When the Greeks made their first official colony at Naxos in around 735 BC, they brought new ideas and made cultural and trading links with the previous indigenous settlers. The undemocratic Tyrants and the civic governing bodies – rulers of Sicily - showed their wealth and power through their temples, sometimes of colossal dimensions, rivaling with the biggest ones in the ancient Mediterranean world.
After exploring the Greek period, “Sicily: culture and conquest” exhibition then came to a room which consider a long period spanning from the Roman conquest (241BC) to the Normans dominion (AD 1091), passing through the decline of the Greeks, the brief Vandal and Goth’s invasion and the Byzantine and Arab era.
So we arrived to the Normans period who were, many of them, Christian descendants of the Vikings.
Under the Norman King Roger II, Sicily benefited of an unusual but fragile tolerance between different religions. Jews, Muslims, Orthodox Greek Byzantines, Christian Normans and Italians lived together peacefully in one multiethnic kingdom. A new art and architecture emerged and the main hub was at the king’s court - the Norman Palace in Palermo.
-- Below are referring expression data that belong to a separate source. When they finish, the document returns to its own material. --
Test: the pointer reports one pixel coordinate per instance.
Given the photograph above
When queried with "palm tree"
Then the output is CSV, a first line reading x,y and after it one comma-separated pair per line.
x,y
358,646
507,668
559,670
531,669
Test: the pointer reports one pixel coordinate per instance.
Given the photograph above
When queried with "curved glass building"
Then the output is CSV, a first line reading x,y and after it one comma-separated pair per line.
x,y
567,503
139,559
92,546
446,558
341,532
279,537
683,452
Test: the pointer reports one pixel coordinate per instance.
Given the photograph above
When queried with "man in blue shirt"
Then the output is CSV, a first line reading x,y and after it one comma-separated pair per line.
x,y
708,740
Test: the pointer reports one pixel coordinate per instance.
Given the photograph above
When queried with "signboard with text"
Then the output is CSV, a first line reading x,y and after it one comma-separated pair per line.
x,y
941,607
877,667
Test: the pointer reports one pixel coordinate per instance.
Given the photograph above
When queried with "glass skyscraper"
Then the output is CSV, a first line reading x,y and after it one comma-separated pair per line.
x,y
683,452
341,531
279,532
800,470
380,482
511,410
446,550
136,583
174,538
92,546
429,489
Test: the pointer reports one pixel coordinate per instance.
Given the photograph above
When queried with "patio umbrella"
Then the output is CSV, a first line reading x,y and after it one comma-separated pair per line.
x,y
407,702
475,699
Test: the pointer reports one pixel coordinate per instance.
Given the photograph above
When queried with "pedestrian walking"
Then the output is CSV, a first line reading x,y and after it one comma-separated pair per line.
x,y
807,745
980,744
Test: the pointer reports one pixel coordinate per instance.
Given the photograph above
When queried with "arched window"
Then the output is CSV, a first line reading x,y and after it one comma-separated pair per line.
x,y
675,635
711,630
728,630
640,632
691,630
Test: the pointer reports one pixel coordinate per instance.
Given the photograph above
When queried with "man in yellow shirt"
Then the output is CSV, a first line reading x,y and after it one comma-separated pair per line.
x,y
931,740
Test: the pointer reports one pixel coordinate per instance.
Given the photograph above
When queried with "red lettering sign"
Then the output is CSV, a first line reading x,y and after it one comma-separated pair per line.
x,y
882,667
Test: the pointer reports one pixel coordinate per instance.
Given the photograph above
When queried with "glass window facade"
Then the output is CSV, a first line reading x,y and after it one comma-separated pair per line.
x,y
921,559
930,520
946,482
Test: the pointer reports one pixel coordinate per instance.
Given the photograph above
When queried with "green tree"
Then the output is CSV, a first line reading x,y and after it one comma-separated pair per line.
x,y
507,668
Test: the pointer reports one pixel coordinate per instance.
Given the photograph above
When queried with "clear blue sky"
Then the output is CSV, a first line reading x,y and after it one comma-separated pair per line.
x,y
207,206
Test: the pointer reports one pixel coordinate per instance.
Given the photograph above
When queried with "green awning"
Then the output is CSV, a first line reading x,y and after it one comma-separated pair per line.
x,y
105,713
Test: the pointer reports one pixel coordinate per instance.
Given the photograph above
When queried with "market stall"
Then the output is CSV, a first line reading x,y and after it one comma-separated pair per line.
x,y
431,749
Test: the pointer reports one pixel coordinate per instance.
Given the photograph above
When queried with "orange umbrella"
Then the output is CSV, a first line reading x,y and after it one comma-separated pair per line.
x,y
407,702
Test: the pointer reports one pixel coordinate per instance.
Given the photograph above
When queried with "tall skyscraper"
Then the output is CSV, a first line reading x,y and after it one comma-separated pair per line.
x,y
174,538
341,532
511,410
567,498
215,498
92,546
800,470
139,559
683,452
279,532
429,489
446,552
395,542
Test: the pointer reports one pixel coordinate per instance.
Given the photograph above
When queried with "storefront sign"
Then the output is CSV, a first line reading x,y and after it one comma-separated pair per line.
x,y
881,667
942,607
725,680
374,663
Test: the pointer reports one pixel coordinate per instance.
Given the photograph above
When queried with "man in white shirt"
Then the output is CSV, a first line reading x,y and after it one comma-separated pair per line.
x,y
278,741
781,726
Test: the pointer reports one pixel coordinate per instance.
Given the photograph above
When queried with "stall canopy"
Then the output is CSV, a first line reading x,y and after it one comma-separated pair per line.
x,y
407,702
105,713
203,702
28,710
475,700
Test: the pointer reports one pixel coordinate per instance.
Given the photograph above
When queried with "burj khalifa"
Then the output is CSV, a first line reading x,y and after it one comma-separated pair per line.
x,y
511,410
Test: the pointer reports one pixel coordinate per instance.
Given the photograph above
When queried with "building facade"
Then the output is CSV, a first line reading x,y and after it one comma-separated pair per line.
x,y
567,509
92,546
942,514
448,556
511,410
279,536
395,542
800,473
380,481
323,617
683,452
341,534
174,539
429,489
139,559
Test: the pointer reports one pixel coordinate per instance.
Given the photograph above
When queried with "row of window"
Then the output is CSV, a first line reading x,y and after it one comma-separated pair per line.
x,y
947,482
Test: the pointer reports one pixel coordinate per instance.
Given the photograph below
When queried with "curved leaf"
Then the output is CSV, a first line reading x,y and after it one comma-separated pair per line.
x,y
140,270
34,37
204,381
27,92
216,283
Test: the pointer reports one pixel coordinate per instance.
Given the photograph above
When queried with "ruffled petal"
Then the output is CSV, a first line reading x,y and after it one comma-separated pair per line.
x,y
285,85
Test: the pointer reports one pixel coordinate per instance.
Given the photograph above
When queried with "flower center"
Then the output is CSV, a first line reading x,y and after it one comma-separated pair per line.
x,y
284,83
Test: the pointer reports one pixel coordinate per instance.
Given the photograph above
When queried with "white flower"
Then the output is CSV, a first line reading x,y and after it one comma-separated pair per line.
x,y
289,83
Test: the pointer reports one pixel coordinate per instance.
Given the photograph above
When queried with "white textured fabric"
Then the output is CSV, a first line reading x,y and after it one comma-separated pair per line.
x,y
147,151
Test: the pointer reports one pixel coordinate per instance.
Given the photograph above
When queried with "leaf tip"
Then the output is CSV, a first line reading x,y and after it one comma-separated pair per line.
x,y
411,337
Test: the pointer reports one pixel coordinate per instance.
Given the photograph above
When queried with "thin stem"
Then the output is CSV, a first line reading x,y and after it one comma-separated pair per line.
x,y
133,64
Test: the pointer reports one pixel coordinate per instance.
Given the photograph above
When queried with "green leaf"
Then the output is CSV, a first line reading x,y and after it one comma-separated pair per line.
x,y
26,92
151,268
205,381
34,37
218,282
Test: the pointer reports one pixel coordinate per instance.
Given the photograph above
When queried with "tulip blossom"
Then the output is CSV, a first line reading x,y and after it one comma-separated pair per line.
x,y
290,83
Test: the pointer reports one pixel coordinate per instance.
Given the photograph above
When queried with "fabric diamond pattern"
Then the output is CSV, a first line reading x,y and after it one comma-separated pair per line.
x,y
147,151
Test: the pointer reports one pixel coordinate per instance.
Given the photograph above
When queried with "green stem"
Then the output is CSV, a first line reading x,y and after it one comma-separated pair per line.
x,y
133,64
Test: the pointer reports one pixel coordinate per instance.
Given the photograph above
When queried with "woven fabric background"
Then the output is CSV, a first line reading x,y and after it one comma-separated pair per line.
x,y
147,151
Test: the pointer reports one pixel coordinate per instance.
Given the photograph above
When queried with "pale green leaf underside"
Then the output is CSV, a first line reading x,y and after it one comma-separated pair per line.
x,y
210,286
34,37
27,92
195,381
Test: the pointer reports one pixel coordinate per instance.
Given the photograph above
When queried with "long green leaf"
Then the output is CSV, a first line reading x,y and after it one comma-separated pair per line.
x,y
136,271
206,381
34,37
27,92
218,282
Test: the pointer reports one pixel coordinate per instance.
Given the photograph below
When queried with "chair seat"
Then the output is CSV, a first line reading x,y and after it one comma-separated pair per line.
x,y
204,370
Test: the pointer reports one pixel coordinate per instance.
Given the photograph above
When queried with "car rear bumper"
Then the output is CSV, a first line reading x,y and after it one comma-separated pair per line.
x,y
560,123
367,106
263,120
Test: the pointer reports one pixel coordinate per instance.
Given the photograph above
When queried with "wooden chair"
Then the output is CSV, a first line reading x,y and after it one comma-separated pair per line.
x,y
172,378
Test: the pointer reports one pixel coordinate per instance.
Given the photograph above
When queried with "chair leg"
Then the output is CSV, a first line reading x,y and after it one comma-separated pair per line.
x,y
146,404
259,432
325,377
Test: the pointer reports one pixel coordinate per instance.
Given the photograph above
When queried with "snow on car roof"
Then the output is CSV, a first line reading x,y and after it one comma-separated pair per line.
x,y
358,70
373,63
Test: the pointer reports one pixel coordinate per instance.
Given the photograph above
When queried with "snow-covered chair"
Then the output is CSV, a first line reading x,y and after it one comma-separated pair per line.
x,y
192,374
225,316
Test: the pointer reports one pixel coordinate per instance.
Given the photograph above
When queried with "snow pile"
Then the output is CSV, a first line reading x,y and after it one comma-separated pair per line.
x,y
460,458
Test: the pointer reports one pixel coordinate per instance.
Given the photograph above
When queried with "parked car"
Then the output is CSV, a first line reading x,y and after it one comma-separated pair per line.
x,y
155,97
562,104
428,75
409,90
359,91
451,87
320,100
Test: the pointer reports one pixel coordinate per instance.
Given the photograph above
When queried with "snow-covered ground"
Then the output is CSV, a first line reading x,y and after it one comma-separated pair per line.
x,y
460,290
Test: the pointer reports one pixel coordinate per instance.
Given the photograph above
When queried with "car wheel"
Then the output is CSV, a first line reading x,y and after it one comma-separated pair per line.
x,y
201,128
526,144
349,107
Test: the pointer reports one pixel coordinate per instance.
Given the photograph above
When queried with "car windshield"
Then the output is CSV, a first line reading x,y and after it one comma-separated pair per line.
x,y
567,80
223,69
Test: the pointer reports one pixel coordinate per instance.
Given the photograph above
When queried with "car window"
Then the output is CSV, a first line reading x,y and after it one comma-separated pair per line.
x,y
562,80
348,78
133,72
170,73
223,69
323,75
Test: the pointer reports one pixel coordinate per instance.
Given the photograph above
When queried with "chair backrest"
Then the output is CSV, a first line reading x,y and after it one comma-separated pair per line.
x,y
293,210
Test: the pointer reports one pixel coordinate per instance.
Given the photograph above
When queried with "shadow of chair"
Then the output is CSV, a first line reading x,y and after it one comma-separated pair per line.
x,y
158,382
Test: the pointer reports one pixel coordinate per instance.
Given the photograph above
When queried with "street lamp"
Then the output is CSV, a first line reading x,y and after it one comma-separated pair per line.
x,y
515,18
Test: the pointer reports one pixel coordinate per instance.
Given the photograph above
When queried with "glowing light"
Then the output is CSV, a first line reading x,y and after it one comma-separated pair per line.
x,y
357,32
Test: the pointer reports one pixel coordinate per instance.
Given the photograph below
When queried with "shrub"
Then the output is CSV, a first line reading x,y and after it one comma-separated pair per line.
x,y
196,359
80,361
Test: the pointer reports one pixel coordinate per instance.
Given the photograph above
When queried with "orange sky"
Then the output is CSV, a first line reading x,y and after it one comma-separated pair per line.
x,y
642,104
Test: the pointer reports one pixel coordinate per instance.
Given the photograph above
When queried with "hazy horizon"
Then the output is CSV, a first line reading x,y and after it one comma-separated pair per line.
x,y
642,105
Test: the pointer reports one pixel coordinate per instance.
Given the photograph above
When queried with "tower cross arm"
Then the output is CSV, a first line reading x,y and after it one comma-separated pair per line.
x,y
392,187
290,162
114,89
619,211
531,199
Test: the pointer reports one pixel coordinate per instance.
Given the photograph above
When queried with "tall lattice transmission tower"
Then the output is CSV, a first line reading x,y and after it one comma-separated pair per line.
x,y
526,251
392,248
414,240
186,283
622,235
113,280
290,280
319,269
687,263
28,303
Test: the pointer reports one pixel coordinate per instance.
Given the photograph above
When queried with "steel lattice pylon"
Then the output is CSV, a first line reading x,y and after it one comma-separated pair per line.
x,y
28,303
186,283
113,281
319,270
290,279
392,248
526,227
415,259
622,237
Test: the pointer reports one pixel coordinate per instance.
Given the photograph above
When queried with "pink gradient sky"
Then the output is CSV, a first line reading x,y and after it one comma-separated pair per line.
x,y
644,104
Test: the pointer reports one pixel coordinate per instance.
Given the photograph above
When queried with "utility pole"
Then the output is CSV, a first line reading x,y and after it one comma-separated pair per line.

The new distinctive style was a mix of influences from North Africa, Byzantine East and Roman legacy. In 2015, the unique Arab-Norman architecture of Palermo, including the cathedrals of Monreale and Cefalù, was added to the UNESCO world heritage list.
The distinctive feature of Roger II was the multilingualism. Especially in Palermo, messages of public monuments were frequently in two or three languages. At the British Museum exhibition was on display an interesting tombstone in four languages, set up by Grisandus, who was the cleric of Roger II. This plaque was part of a group of five items, two of which have been lost, which were made for the graves of Anna and Drogo, the parents of Grisandus. The text recalls in four languages (Judeo-Arabic at the top, the Latin left, Greek right, and Arabic at the bottom) the death of Anna, his first burial in the Cathedral of Palermo in 1148 and its translation, the following year , in the funeral chapel built by the son in San Michele. Proof of the diversity of the Norman Palermo cultures, the plaque became the symbol of coexistence and tolerance among peoples, because it is being written in four languages, bringing the different dating systems of calendars in use in each community, and for the final formula of invocation of mercy for those who read it.
The British Museum exhibition finished with a room dedicated to the end of the Norman period, which coincided with the death of the Holy Roman Emperor, Frederick II (1250). He has been one of the most enlightened and famous emperors of the history, and was called “Stupor Mundi”, the Wonder of the world, for his ideas and abilities. He inherited Sicily by his grandfathers, Roger II, King of Sicily, and Frederick Barbarossa, the Holy Roman Emperor.
The exhibition displayed objects from the British Museum’s own collection together with excellent loans from Sicily and loans from Italy, the US and the UK. Objects with outstanding cultural meaning have been carefully selected through consultation with Sicilian specialists from different museums across the island. The British Museum has worked closely with the Sicilian Ministry of Culture since 2010 on several loans, both at the British Museum and in Sicily. This exhibition presented the next collaboration between curators of the British Museum and Sicily.
“Sicily: culture contest” was sponsored by Julius Baer and was organised in collaboration with Regione Sicilia, Assessorato dei Beni Culturali e dell’Identità Siciliana.
Opened from 21st April until 14th August 2016, the exhibition “Sicily: culture contest” was at The British Museum, Russell Square, London.